Betrekkelijk constant staat tegenover de zelfcontinuering aan de stedelijke top van de politieke en economische elites, de betrekkelijke machteloosheid van de agrarische massa, voor een groot deel – zij het in afnemende mate – nog bestaande uit kleine formeel zelfstandige boertjes.[27] De massa der boeren blijft buitengewoon afhankelijk van “middlemen”, opkopers en al of niet grondbezittende geldschieters.[28] De boerenmassa bleef langdurig geïmmobiliseerd in haar vele, naar verhouding geïsoleerde dorpen die in moeilijke tijden gauw op min of meer autark en minimaal (of subminimaal) zelfvoorzieningsniveau terugvallen. Ondanks hun eeuwenlange uitholling als gemeenschappen heeft de Javaanse desastructuur nog enige uit het oude collectieve tijdperk geërfde trekken en tradities bewaard in een of andere vorm waardoor de feitelijke klassentegenstellingen nog enigszins worden versluierd; te meer omdat er van bovenaf ook gebruik van werd gemaakt teneinde de maatschappelijke verhoudingen te bevriezen. Dit betreft resten van het dorpsbeschikkingsrecht op de dorpsgrond of delen daarvan lopend van nog enigszins communale gronden tot en met een zeer vaag beklemrecht ten opzichte van grond in particulier bezit; en ook vormen van arbeidsorganisatie, waaronder desadiensten en burenhulp.[29] De onvermijdelijke verzwakking van deze prekapitalistische verhoudingen werd enigszins opgevangen door verticale patroon-cliëntrelaties; dat wil zeggen verschillende soorten, sociaaleconomische, sociaal-culturele en sociaal-politieke patronagebindingen, die gedeeltelijk van prekapitalistische oorsprong zijn, maar vooral met het opdringen van de geldeconomie en andere buitendorpse invloeden, en met de desintegratie van traditionele dorpsgemeenschapsstructuren (met name sinds de revolutie) sterk tot ontwikkeling gekomen zijn.[30] Tekenend voor de zwakte van de kapitalistische ontwikkeling in het dorp is in dit verband dat de coöperatieve beweging, waarvoor de initiatieven meestal van bovenaf kwamen, op Java tot nog toe zeer weinig succes heeft gehad.[31]

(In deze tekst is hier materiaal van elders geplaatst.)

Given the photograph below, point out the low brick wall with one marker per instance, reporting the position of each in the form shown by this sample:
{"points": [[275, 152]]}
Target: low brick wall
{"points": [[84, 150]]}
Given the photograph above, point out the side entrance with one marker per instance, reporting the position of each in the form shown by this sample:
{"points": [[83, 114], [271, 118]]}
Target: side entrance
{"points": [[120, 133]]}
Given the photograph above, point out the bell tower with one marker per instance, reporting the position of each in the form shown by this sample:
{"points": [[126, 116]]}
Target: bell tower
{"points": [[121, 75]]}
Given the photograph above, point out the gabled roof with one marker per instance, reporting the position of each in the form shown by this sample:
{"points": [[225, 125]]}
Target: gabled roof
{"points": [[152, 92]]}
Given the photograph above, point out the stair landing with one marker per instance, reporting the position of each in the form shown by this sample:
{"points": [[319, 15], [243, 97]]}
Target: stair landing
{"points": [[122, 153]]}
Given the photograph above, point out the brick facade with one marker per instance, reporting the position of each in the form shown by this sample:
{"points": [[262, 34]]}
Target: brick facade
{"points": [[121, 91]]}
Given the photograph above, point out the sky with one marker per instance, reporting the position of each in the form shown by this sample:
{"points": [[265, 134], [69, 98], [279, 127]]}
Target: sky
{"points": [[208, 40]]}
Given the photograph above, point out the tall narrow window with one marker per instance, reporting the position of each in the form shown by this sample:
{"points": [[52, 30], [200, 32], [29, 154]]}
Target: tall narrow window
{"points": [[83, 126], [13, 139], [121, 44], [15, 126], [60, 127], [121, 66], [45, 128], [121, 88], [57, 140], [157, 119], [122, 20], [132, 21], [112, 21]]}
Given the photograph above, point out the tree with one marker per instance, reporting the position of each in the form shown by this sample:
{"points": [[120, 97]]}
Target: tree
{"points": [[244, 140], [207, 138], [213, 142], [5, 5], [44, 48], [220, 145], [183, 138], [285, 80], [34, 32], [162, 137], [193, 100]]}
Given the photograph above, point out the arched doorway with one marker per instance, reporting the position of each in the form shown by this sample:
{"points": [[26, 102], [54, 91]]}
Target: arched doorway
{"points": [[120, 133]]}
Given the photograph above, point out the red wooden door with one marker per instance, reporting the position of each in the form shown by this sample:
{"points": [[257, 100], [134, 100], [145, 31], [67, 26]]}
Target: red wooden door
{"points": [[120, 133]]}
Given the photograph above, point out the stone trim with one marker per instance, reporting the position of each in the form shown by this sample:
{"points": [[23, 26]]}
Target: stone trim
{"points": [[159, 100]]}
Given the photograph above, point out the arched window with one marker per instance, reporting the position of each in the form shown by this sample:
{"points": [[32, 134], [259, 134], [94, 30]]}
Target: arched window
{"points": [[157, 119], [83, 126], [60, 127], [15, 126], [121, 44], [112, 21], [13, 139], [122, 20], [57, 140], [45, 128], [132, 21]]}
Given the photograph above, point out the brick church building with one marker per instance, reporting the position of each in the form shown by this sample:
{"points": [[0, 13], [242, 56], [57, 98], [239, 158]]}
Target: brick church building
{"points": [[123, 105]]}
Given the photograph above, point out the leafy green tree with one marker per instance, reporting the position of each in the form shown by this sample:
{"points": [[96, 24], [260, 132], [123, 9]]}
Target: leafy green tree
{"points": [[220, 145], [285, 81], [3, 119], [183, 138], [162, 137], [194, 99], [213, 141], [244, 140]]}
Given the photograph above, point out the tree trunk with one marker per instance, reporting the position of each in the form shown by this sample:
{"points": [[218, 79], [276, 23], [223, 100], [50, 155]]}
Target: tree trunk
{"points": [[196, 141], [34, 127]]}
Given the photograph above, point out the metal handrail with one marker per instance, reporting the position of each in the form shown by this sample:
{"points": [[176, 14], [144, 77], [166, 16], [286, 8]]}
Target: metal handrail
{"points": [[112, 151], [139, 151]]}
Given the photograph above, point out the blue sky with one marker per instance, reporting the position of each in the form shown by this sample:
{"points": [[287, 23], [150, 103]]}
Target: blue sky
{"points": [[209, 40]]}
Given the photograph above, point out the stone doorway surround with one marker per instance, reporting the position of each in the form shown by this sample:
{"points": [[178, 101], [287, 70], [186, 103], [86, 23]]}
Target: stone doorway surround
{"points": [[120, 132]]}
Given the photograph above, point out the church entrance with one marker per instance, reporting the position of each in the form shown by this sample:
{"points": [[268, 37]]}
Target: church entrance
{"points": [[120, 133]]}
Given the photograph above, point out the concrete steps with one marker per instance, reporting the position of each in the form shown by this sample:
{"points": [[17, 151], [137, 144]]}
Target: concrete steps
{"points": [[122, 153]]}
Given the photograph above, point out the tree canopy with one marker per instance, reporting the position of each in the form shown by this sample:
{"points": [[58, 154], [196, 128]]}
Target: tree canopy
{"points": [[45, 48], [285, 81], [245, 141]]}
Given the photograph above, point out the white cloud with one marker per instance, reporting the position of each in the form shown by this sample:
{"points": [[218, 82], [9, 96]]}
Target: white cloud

Minstens even belangrijk voor de belichting van de economische impasse in de Javaanse landbouw zijn de opmerkingen van Penny en Paauw, dat de landhervorming van na 1960 in wezen niets oplost.[32] Objectief kwam deze – nog ongeacht de sabotage van de uitvoering – neer op een poging de maatschappelijke status quo te bevestigen tegen polariserende tendenties in, respectievelijk deze enigszins terug te dringen. Lagendijk karakteriseert de wet van 1960 als “passend in het involutiepatroon”.[33] Een ander middel tot agrarische stabilisering is het streven naar relatieve afscherming van het platteland, niet alleen tegen al te sterk ontwikkelde economische, maar ook tegen veel gevaarlijker geachte politieke invloeden, lopend van het optreden van Matarams vorsten tegen de opdringende oelama’s over de koloniale politiek met name in de jaren dertig, tot tendenties tegen het vrij opereren van de politieke partijen op lokaal niveau tijdens de Geleide Democratie en dit in extreme mate onder de Nieuwe Orde.[34] Dit werd vergemakkelijkt door: de enorme afstand tussen de uitgesproken stedelijke elites (in neo-prijajisfeer) en het door haar zo verachte boerendom in de desa en de scherpe tegenstellingen stad-land in het algemeen.[35] Essentieel bij dit alles is het blijvende onvermogen van de Indonesische bezitters en heersers, het santrikapitaal en de bureaucratische elite (militair en civiel), om de historische impasse van de Javaanse en de gehele Indonesische maatschappij te doorbreken.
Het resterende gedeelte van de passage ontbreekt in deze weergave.